Par une déclaration anticipée, quelqu'un peut demander l'euthanasie s'il perd de manière irréversible la conscience. La loi stipule que les établissements ne peuvent interdire l'euthanasie ; seuls les médecins individuels peuvent invoquer des objections de conscience.
La France interdit l'euthanasie active
La France interdit l'euthanasie active - c’est à dire l'administration d'une substance mortelle par un médecin pour mettre fin à la vie reste non autorisée. L'euthanasie passive (arrêt de traitement, sédation, soins palliatifs) est légalement réglementée. En 2025, le parlement a approuvé, après des années de débat, le droit à l'aide au suicide ; un patient peut donc prendre lui-même une substance mortelle lorsque la souffrance est déclarée médicalement insupportable.
Seulement dans des cas exceptionnels, lorsque le patient ne peut physiquement pas agir lui-même, un médecin peut administrer la substance et uniquement sous conditions strictes. Chaque demande est évaluée par des experts médicaux et traitée sous la responsabilité du ministre de la Santé publique.
De nombreuses discussions au parlement et en commissions portent sur la séparation entre « aide médicale à mourir » et soins palliatifs, et le gouvernement français s'engage à faire voter le parlement en détail sur ce sujet à chaque fois. La loi française offre donc des possibilités moins larges que la loi-modèle belge.
Les patients français se rendent en Belgique
En 2024, selon les chiffres de la Commission belge de l'euthanasie, au moins 120 personnes de l'étranger, dont la majorité sont françaises, ont demandé l'euthanasie en Belgique. Ce sont surtout des patients français atteints de malades physiquement incurables qui cherchent cette voie, car dans leur pays d'origine la sédation palliative est souvent la seule option légale et l'euthanasie n'est pas autorisée.
Les commissions d'éthique et les médecins avertissent cependant que ce n'est pas si simple ; généralement, seuls les patients avec des affections physiques sont admissibles, pas ceux avec des souffrances psychiatriques.
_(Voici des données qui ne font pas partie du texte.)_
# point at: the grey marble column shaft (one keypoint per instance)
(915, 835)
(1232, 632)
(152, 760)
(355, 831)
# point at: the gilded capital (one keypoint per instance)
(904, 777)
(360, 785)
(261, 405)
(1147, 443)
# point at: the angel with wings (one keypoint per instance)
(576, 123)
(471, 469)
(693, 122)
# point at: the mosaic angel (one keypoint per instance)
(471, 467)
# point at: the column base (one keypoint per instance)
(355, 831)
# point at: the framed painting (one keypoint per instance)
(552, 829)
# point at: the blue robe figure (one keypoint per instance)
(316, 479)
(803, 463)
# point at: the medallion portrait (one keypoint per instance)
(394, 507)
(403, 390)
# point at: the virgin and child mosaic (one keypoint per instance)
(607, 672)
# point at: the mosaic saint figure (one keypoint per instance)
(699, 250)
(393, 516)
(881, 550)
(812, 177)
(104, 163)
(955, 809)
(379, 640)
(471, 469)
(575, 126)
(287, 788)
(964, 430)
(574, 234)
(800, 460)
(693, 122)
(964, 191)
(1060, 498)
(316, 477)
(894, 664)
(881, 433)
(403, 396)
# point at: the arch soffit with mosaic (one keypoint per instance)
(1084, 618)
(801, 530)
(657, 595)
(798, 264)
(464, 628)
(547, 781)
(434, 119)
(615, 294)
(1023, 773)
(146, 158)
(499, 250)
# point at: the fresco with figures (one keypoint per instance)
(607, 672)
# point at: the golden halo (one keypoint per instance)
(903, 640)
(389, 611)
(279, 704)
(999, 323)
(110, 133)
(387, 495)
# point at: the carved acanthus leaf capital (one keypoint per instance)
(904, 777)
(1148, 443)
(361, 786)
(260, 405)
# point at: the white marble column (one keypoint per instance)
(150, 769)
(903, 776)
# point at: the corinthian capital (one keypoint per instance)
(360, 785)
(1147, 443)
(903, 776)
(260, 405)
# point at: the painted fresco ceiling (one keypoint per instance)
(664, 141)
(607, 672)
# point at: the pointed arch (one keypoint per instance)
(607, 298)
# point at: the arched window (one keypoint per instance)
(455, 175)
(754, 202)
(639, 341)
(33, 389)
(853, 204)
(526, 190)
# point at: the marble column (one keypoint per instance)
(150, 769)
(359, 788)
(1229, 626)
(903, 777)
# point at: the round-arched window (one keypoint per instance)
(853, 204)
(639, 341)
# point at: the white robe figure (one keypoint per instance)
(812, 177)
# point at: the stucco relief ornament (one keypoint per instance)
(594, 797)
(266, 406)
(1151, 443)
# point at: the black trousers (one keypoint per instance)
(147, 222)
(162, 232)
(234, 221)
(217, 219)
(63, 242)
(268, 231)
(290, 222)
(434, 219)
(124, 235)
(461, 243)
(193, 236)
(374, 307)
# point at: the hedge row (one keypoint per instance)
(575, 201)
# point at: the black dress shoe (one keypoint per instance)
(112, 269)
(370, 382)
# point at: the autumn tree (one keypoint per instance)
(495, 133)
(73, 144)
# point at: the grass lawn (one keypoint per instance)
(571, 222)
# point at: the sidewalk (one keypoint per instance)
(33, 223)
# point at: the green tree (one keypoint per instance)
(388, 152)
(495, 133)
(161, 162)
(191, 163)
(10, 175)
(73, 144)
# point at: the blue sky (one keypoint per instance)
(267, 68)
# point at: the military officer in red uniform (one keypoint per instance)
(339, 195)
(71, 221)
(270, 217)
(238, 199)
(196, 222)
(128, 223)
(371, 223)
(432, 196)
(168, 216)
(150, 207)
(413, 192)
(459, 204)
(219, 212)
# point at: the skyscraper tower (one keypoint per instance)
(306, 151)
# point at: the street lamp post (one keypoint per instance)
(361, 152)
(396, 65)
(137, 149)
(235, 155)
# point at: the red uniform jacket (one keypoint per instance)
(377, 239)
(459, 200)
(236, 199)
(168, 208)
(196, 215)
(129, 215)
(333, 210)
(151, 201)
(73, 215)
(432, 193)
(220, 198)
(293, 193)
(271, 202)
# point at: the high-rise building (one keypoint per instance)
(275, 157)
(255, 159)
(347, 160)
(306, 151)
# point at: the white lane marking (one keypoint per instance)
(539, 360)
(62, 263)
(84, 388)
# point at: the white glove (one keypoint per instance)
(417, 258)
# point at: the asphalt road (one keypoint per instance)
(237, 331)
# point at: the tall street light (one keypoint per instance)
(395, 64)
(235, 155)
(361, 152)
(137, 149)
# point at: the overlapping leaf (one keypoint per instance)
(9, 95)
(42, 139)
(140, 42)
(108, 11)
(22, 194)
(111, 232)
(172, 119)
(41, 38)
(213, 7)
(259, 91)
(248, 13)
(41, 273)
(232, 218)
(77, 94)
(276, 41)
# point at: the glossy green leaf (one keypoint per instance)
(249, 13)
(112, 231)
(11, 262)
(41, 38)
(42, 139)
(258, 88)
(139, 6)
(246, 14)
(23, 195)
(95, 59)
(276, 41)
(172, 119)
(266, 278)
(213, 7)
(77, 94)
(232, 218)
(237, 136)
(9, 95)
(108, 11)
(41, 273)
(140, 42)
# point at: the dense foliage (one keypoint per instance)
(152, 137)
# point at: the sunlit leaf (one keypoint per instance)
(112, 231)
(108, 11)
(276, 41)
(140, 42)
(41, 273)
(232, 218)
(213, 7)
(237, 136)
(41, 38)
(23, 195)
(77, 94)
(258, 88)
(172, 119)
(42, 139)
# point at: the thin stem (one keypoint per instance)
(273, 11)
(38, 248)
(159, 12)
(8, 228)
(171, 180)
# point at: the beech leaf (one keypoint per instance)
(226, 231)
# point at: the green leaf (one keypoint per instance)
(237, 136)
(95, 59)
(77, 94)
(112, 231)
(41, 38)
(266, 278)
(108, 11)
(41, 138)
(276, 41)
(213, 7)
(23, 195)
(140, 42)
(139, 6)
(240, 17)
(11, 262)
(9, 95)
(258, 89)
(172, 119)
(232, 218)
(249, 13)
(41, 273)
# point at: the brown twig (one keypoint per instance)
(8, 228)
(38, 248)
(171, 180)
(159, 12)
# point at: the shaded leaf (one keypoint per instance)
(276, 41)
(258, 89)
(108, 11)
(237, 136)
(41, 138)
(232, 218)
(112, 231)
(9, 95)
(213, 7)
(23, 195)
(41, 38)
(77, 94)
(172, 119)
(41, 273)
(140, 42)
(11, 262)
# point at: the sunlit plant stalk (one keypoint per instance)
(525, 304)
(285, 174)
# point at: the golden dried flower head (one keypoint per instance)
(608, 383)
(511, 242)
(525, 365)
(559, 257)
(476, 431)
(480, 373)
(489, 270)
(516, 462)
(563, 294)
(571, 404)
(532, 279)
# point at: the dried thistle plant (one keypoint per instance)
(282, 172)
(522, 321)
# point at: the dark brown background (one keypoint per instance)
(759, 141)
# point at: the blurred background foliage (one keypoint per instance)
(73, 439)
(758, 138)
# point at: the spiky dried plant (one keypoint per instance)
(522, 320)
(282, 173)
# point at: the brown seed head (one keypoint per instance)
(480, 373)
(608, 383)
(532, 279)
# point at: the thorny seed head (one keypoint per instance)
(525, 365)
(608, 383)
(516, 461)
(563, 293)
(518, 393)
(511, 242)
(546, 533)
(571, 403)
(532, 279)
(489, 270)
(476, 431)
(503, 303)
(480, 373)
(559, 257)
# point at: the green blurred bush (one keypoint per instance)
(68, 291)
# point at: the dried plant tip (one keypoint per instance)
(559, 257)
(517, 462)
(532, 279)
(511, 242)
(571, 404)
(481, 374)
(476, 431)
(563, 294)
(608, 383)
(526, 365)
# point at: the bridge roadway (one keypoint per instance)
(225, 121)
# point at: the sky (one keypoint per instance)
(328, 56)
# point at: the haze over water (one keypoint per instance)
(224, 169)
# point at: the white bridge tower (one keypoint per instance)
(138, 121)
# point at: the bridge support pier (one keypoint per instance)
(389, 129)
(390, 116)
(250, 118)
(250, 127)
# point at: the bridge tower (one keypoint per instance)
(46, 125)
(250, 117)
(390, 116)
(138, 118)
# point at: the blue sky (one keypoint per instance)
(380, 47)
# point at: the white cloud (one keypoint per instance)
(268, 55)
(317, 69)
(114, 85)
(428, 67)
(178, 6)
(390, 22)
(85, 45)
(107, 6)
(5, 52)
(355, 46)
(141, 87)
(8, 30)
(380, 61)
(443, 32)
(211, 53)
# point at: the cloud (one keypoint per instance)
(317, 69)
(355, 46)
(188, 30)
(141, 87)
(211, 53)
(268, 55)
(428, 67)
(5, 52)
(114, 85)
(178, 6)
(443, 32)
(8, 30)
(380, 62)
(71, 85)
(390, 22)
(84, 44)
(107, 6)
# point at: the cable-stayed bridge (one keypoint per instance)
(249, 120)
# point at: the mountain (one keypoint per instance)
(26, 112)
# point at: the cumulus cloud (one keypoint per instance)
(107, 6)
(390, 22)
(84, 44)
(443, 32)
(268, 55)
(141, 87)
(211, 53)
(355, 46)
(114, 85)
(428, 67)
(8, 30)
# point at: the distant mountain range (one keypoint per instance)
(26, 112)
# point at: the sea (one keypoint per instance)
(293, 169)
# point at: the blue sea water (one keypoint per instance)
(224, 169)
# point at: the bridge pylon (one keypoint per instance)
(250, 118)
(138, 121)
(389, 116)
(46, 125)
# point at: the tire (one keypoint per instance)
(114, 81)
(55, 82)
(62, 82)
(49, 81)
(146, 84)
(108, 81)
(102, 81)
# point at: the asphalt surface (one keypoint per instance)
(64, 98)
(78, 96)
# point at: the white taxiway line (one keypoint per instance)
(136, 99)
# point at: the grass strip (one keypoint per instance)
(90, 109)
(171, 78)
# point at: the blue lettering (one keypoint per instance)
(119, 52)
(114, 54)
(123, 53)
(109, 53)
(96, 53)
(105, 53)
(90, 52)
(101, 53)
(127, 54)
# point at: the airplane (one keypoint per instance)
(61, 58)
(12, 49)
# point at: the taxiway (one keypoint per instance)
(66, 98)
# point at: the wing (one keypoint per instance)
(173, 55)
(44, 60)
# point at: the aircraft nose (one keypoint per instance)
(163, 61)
De plus, les patients affaiblis ne peuvent parfois plus voyager en Belgique pour la procédure, tandis que d'autres abandonnent à cause de barrières pratiques et médicales. La législation prévoit bien que les étrangers, tant qu'ils répondent à tous les critères et procédures légaux belges, puissent obtenir l'euthanasie en Belgique.
Le 25 avril 2025, le français Pierre Cousein a bénéficié du soin ultime en Belgique.